Jewels is in three acts, each named for a gem and each with a different choreographic style, representing different periods in Balanchine's life. It's been a signature piece for the New York City Ballet since its premier in 1967.
"I don't think Balanchine will ever feel dated to me," says Megan Fairchild, who has been dancing one of the leading roles for a decade. "Especially something as jazzy as [the movement] 'Rubies' — you're off balance, your hips are out, you're, you know, throwing yourself around in extreme positions. It couldn't get any more modern to me ... and then, at the same time, it's still really pure ballet."
Pure ballet is the key here — there are no swans or princes or Sugar Plum Fairies, says Lincoln Center Festival's Nigel Redden, who brought the Paris Opera Ballet and the Bolshoi Ballet to join the New Yorkers.
"It is a plotless ballet," he explains, "the first full-length plotless ballet, choreographed by arguably the most important choreographer of the 20th century; certainly one of the great geniuses to be at Lincoln Center."
And, Redden says, there's a reason he brought in dancers from Russia and France. The first movement, "Emeralds," features the music of French composer Gabriel Fauré and will be performed by the Paris Opera Ballet. Balanchine came of age as a choreographer in 1920s Paris. Aurélie Dupont, the ballet's director of dance, says you can practically smell the perfume.
"I think 'Emeralds' has something very French about the technique, which is the feet," she says. "Like the French school, we work a lot about the position and something very precise about the feet and the music. And Balanchine, for 'Emeralds,' put the dancers with long tutus, so we really see the leg. It's of course very romantic."

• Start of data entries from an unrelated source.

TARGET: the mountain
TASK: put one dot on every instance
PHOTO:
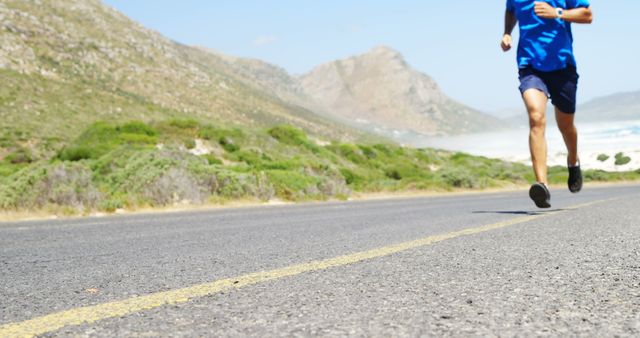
(380, 90)
(67, 63)
(616, 107)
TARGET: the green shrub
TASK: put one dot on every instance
(621, 159)
(137, 127)
(458, 178)
(78, 153)
(19, 157)
(228, 144)
(211, 159)
(368, 152)
(289, 135)
(190, 143)
(184, 123)
(393, 174)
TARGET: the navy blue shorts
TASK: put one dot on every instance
(560, 85)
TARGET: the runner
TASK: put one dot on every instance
(547, 69)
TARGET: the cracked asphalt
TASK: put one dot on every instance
(574, 272)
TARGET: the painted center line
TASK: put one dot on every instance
(90, 314)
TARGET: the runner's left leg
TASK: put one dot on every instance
(569, 134)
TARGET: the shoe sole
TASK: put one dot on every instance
(539, 196)
(577, 186)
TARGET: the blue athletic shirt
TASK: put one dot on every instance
(545, 44)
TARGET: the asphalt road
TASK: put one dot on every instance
(572, 270)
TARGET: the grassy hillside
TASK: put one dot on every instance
(136, 164)
(68, 63)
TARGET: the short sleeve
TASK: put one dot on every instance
(577, 3)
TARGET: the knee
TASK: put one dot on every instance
(566, 127)
(537, 121)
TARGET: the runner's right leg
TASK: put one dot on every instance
(536, 103)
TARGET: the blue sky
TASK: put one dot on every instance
(455, 42)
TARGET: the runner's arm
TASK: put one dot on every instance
(577, 15)
(510, 21)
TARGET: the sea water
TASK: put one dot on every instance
(595, 139)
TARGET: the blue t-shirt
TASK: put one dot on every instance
(545, 44)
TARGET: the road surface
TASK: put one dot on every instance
(464, 265)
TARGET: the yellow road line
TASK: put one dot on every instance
(90, 314)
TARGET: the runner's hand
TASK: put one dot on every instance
(506, 42)
(545, 11)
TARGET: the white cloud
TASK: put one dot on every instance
(265, 40)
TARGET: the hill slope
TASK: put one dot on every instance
(379, 88)
(68, 63)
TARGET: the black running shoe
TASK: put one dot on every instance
(575, 179)
(540, 195)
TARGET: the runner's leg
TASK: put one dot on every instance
(569, 134)
(536, 104)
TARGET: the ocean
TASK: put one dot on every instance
(609, 138)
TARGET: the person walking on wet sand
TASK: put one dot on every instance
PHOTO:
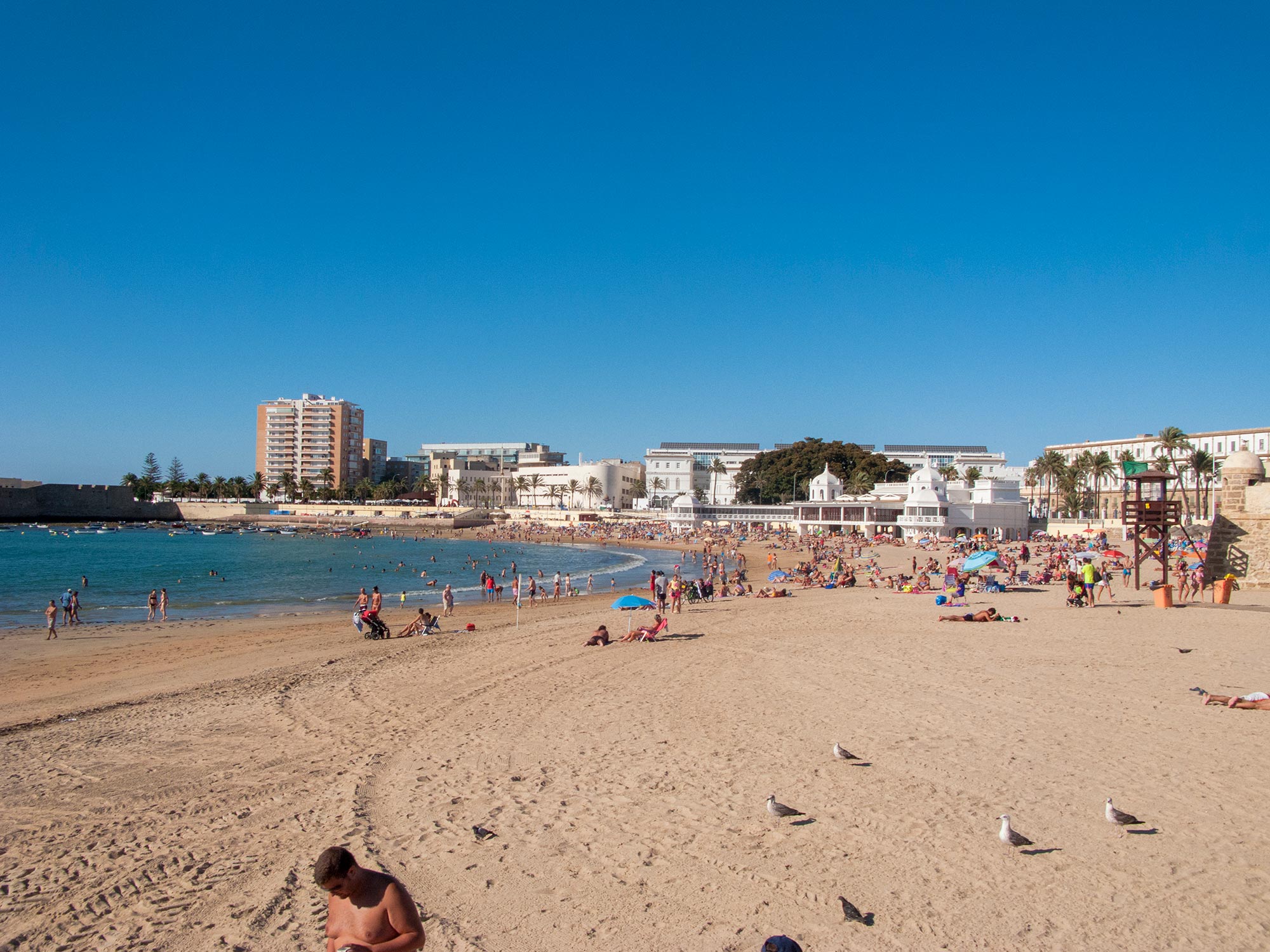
(366, 911)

Even though 'Rubies,' the second movement, has music by Igor Stravinsky, Fairchild says it feels very American, very Broadway — which is where the Russian-born Balanchine did much of his work when he first came to America in the 1930s.

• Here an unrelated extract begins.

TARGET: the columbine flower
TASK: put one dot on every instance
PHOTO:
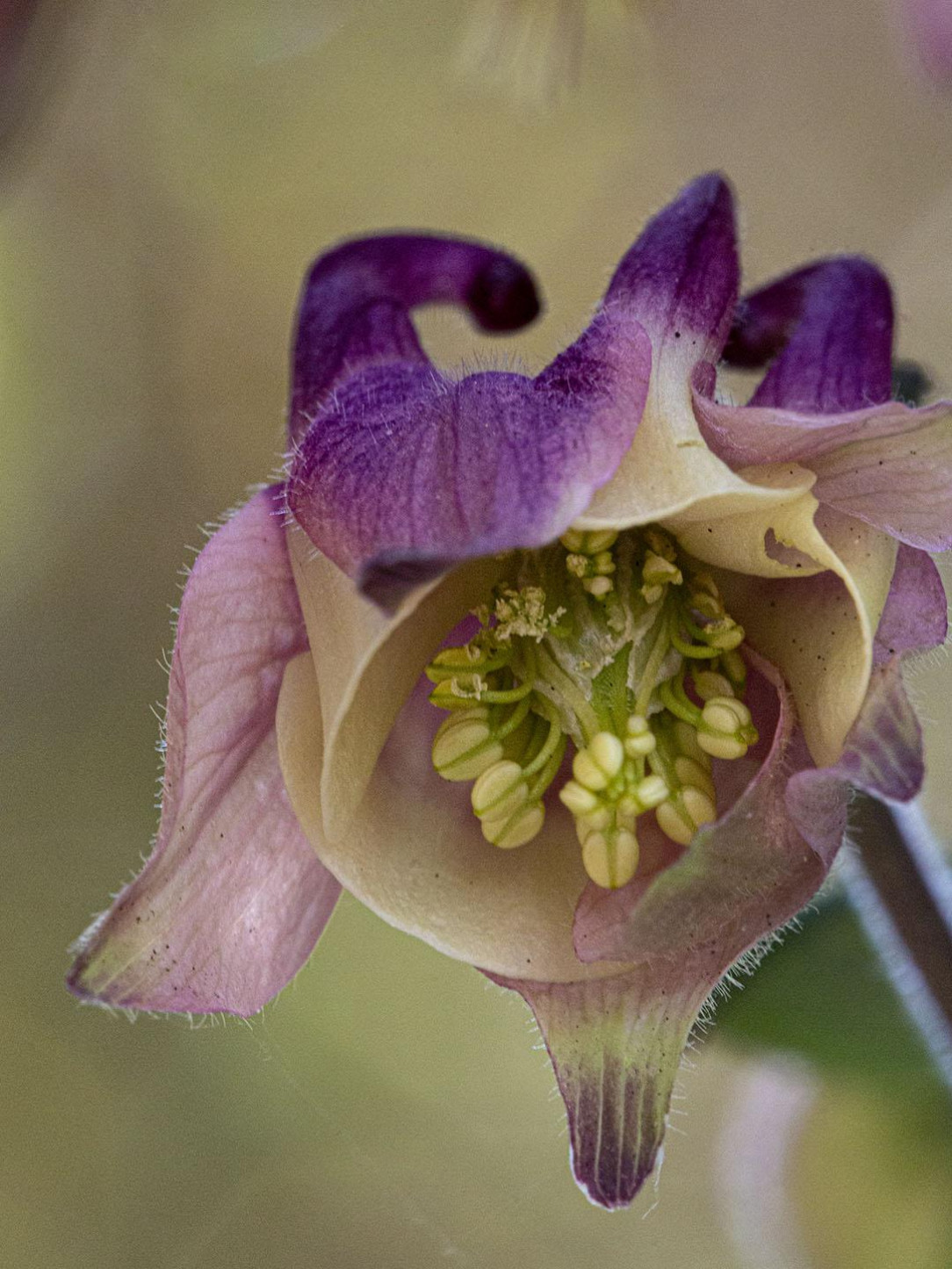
(567, 676)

"There's no classical mold to fit into; we're not wearing tutus," she says. "I have this little skirt of jewels on — just [a] teeny, teeny little miniskirt of jewels hanging down. And they kind of clink together as I'm dancing. Like, I don't even know if the audience can hear, but it's just — it's got like a fun kind of party air to it."

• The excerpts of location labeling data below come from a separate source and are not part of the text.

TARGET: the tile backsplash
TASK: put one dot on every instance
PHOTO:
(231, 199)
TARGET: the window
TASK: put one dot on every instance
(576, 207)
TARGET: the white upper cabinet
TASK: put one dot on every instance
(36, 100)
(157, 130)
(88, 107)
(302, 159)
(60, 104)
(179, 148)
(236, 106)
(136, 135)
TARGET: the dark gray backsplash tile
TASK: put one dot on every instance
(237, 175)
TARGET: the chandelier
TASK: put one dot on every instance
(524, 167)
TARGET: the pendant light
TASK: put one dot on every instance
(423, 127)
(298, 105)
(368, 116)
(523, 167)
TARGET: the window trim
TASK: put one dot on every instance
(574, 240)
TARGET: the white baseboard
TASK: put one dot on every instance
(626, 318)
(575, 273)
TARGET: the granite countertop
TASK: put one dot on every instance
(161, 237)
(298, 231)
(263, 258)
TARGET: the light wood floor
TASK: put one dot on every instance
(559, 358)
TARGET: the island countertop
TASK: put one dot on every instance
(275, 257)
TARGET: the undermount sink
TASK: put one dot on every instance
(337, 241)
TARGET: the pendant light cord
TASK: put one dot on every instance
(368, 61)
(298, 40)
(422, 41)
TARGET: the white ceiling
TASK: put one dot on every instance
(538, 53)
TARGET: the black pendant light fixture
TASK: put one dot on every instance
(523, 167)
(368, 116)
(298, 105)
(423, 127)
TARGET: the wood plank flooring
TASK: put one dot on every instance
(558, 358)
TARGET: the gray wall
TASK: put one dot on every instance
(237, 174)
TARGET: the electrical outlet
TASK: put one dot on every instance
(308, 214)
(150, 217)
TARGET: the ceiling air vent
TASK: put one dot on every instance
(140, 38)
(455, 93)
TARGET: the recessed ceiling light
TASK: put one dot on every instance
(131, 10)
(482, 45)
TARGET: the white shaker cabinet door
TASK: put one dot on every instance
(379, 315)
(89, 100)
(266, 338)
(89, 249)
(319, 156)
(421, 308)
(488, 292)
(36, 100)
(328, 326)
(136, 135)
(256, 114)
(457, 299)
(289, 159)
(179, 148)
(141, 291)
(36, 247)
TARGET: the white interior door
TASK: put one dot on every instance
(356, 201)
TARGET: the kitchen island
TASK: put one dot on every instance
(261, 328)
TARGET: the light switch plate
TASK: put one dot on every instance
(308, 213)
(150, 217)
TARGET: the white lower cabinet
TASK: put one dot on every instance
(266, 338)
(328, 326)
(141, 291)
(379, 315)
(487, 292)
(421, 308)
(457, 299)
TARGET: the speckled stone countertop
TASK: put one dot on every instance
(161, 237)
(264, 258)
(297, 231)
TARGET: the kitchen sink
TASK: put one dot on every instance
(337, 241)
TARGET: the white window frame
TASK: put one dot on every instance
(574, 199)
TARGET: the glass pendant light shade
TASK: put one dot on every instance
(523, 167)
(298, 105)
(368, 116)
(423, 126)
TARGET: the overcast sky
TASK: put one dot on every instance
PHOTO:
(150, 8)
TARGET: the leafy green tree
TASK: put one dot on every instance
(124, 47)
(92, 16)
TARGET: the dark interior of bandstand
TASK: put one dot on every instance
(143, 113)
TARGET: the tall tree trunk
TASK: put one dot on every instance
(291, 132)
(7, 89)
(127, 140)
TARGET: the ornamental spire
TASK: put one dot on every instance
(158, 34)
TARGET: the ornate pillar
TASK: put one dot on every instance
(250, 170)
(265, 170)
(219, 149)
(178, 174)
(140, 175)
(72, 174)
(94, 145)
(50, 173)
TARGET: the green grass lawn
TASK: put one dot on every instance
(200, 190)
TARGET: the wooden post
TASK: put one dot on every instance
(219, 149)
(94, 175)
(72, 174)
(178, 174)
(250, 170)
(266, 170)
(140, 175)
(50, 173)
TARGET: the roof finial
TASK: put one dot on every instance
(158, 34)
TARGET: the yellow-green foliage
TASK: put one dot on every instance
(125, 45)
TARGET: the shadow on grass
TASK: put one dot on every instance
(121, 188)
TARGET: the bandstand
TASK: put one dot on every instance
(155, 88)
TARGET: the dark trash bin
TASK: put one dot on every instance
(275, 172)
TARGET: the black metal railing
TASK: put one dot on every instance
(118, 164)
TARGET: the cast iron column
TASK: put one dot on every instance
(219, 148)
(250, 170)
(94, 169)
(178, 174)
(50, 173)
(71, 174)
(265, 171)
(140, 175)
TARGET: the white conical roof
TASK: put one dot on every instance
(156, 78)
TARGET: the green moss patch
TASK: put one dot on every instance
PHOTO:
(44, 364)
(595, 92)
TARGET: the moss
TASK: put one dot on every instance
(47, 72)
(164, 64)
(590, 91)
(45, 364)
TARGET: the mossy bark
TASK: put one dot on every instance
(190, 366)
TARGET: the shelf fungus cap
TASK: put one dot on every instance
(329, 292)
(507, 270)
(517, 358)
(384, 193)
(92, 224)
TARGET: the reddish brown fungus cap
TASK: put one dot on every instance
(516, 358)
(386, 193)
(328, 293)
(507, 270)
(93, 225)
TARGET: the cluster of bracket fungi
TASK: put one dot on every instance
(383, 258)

The final movement harks back to where Balanchine grew up, says Redden.
" 'Diamonds' is danced to Tchaikovsky, who always conjures up a sense of Russia and a sense of the grandeur of the Imperial Court," Redden says. "And that particular dance has the most dancers in it, has the largest corps, and has a kind of grandeur to it, which I think is very splendid."
The Bolshoi and New York City Ballet will alternate performing "Diamonds" and "Rubies." Peter Martins, who runs the City Ballet and danced in Jewels for Balanchine, told an audience at a recent symposium that Balanchine didn't think much of "interpretation." He would say: "Don't act. Just dance. It's all in the choreography. You don't have to add artistry. I provide," Martins recalls.
Still, Makhar Vaziev, the Bolshoi's ballet director, says he's very excited to see how all three companies actually do interpret Balanchine's choreography. "Mr. B" was a "genius" he says, "and that's why we're here."
Audiences in New York can experience that genius, when Jewels is performed by all three dance companies at Lincoln Center through the weekend.